Created: Apr 28, 2014 2:45 PM
Since I wrote the post on creativity it seems that is all I have been reading about. First I read Creative Confidence by Tom & David Kelley an amazing book that really challenged me to accept my creative nature and to try and use that everyday. Next book I read on the subject was The Artisan Soul by Erwin McManus. This very personable book is just dripping with humility and passion. Erwin approaches the topic of creativity as one that is deeply spiritual and inviting for anyone and everyone. And most recently I have read the short and succinct Show Your Work by Austin Kleon, which emphasizes sharing process work. To be fearless in sharing the imperfect nature of process which allows others to really connect to the story behind the work. All three of these books had given me some amazing take aways that I would love to chat with you about over coffee but I wanted to touch on a point that hit me really hard from The Artisan Soul. The concept of risk.
Risk is something that I had never been too fond of. A story that reflects this is, a few years back I was headed on some trip, I remember as I was leaving my dad was saying goodbye and he said this exactly “be… well I was going to say be careful, but I know you will because you’re you”. I laughed in the moment and I laugh now as I write this because that summed me up pretty well. Far too pragmatic for my own good. Because of this mindset I would never have identified myself even close to creative. I have always and will always love math because of its objective nature. There was something so disheartening to me about subjectivity. To be honest it is probably the fact that you can poor a lot of work and passion into something an unless the evaluator can see that within it you are not going to do well. With math, if you get it you get it. You discover the underlining concept and theory and apply it, essentially a no risk scenario.

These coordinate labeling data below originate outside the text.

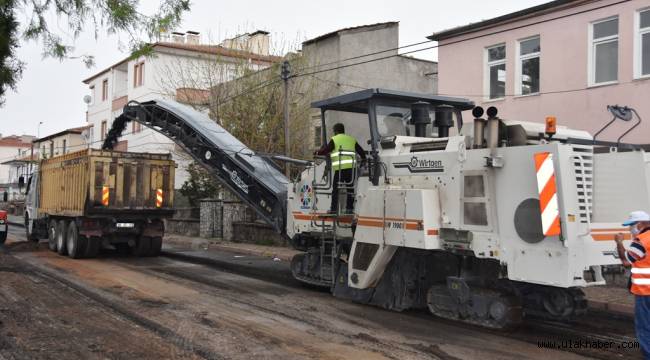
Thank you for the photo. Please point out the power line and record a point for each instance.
(365, 55)
(458, 41)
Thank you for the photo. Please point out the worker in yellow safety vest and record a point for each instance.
(343, 150)
(636, 258)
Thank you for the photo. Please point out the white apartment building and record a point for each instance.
(12, 148)
(179, 61)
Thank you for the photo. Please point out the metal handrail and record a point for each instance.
(584, 189)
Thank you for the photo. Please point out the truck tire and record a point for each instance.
(156, 246)
(51, 235)
(60, 237)
(142, 246)
(75, 243)
(29, 235)
(93, 244)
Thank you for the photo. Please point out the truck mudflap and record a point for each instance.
(4, 226)
(99, 227)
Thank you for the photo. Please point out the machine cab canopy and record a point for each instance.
(372, 114)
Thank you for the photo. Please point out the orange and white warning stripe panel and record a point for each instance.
(547, 189)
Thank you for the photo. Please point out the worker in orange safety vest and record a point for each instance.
(635, 257)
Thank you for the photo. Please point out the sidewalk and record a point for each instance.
(178, 242)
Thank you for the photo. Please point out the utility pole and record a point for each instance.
(285, 75)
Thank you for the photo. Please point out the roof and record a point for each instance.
(358, 101)
(77, 130)
(22, 160)
(362, 27)
(204, 49)
(13, 141)
(538, 10)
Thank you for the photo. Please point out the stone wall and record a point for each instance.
(184, 222)
(217, 217)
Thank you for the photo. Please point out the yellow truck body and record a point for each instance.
(93, 199)
(75, 184)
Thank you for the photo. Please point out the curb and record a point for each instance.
(253, 252)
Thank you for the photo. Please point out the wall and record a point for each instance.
(564, 66)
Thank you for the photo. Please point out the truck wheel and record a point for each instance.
(29, 235)
(93, 244)
(51, 235)
(156, 246)
(75, 243)
(142, 246)
(60, 237)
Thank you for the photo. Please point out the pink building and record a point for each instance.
(566, 58)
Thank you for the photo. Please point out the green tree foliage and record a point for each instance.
(199, 185)
(111, 16)
(10, 67)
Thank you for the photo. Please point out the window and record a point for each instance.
(528, 66)
(317, 136)
(603, 50)
(105, 90)
(642, 57)
(138, 74)
(496, 72)
(136, 127)
(104, 130)
(92, 95)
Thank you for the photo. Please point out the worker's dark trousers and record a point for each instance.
(642, 323)
(345, 178)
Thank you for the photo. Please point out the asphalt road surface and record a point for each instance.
(117, 307)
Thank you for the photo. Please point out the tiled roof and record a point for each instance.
(13, 141)
(77, 130)
(336, 32)
(205, 49)
(504, 19)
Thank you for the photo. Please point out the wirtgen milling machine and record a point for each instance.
(481, 223)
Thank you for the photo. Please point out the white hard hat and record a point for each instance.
(635, 217)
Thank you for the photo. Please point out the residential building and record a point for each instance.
(11, 148)
(386, 68)
(338, 63)
(568, 59)
(20, 168)
(63, 142)
(177, 59)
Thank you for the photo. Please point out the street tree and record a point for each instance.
(110, 16)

That type of thinking always made sense to me and it wasn’t until I was sitting in one of my physics lectures in my first year of engineering that the “creative world” was open too me. I found myself trying to design a logo and t-shirts for a clothing company that I was thinking of starting. This experience has initiated a passion for photography, design, music and entrepreneurship. All of these things I have appreciated from afar and through my friends. I seem to have an absurdly talented group of friends, which is incredibly intimidating. this has stopped me from trying.